Greece and Tunisia, however, have experienced increased yields, 127 percent and 300 percent respectively, compared to 2013/2014 levels. Tunisian olive oil exports have reached a record high, increasing seven-fold compared to the previous year, with most exports going, not surprisingly, to Italy and Spain. But the increased yields in Greece and Tunisia were not enough to compensate for the shortages in Italy and Spain.
Bloomberg reported last week that figures from Euromonitor indicate that consumer prices for olive oil have increased by 10 percent and have now surpassed the global inflation rate for packaged foods by 3.7 percent. Reports by Oil World also revealed that the price of Spanish extra virgin olive oil is now at its highest since April 2006, at $4,272 a ton.
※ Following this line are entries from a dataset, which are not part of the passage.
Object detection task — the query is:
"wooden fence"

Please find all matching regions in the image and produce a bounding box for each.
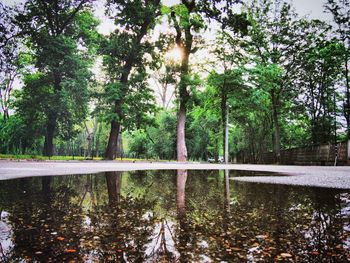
[237,142,350,165]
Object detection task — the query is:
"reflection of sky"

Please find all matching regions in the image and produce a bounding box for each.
[0,211,13,261]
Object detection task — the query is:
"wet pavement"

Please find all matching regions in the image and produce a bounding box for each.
[0,160,350,189]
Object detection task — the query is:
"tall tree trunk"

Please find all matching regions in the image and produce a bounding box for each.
[344,53,350,140]
[105,16,153,160]
[117,126,123,158]
[43,117,56,157]
[176,101,187,162]
[272,93,281,164]
[105,120,120,160]
[220,93,227,162]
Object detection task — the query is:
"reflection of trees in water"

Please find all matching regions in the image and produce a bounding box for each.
[0,170,350,262]
[82,172,154,262]
[193,183,349,262]
[3,177,81,262]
Meanwhile, citing figures from the British trade journal The Grocer, which covers the UK’s FMCG (fast-moving consumer goods) sector, The Guardian reported that the average price of a liter of extra virgin olive oil rose from £6.32 ($9.84) in December 2014 to £6.95 ($10.82) in July 2015. The same article revealed that demand for olive oil by retailers and distributors in June 2015 was 12 percent higher than what exporters could deliver.
International Olive Council (IOC) figures put the total world output this year at 2.3 million tons, a fall of one-third from last year’s production and the lowest level since 2000.